Fedweek

IG: Entire retirement application process remains paper, manually intensive. Image: Mark Van Scyoc/Shutterstock.com

OPM “has not made significant progress” in addressing the issues identified in a 2019 GAO report underlying delays in processing federal employee retirement applications, an OPM inspector general report has said.

The report comes just ahead of the annual surge in retirement applications around the turn of the year which causes a spike in the backlog at OPM, which commonly takes months for the agency to work down. The length of the processing time—during which new retirees receive only partial, estimated payments, with the difference made up when the adjudication is finalized—has been an issue for many years.

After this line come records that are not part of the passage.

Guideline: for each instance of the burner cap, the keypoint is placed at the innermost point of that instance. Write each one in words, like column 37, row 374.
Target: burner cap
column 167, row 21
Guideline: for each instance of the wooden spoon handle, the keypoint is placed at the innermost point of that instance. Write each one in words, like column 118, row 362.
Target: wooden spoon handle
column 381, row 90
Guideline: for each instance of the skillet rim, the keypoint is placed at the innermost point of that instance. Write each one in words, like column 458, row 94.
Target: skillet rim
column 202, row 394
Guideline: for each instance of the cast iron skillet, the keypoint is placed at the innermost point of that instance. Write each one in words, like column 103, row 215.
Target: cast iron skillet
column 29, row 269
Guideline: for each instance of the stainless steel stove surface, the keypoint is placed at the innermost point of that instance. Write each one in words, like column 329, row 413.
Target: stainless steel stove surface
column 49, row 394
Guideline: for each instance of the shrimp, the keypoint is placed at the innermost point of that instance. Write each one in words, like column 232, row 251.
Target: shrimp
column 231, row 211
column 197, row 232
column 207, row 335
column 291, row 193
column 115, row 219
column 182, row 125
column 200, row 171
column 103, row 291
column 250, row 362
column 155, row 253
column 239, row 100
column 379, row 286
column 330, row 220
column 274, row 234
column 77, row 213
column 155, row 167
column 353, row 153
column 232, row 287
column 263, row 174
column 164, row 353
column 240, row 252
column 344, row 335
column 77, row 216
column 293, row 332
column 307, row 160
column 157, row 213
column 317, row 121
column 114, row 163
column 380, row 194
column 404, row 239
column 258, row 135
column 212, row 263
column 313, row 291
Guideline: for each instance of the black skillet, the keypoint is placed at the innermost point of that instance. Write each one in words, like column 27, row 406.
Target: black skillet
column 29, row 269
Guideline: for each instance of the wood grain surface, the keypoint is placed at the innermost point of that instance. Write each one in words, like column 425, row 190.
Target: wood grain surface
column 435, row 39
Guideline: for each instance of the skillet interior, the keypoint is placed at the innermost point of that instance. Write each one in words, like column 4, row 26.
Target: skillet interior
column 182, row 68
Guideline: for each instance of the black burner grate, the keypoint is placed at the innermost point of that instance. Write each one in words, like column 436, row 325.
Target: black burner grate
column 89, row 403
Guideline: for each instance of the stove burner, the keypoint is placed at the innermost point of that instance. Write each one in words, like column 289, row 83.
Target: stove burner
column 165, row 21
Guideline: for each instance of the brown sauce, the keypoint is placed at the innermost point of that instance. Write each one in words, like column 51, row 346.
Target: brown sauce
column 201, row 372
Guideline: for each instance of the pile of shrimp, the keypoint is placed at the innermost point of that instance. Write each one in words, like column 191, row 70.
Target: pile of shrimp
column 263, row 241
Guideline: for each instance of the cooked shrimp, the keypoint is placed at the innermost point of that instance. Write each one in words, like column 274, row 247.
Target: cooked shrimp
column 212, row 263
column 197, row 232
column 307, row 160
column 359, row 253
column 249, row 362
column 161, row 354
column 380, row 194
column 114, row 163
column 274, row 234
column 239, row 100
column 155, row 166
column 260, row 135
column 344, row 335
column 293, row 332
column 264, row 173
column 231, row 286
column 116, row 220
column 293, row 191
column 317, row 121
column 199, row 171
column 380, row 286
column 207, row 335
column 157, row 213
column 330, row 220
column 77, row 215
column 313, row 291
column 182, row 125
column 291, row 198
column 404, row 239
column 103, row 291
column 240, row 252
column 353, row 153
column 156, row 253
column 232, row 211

The IG said that the GAO report made recommendations focusing on three main issues: the continued reliance on paper-based forms, insufficient staffing and errors on the applications themselves. Regarding the first, the IG said that an online application process “is still in the early stages of development, and the entire retirement application process is paper and manually intensive.”

“OPM is also hoping to invest in a case management system that would facilitate electronic filing and is exploring ways to fund this needed system. Expanding the services available online is particularly important given the demand for telephone assistance from OPM. OPM could reduce the need for annuitants to call the agency by enabling annuitants to access more tasks and information online,” it said.

Regarding staffing, it said that during surge periods OPM uses “overtime and outside resources from other agencies” but that it “still does not know how much additional staff would be needed to meet its processing goal or reduce the overall inventory of unprocessed applications to its targeted steady state goal.”

Regarding errors in the applications—which require back and forth between OPM, the retiree and the retiree’s former agency—the IG found that the average processing time at OPM for six sampled applications without such errors averaged 53 days while the average for seven sampled applications containing such errors averaged 108 days.

OPM management said it “is committed to prioritizing and allocating additional resources to close out the open GAO recommendations”; it cited efforts including efforts to address bottlenecks and reduce errors in applications, and its plans to modernize its IT to receive applications electronically. However, OPM said that while it agreed in concept with an IG recommendation to report average processing times broken down by whether applications contained errors, its current IT cannot do so.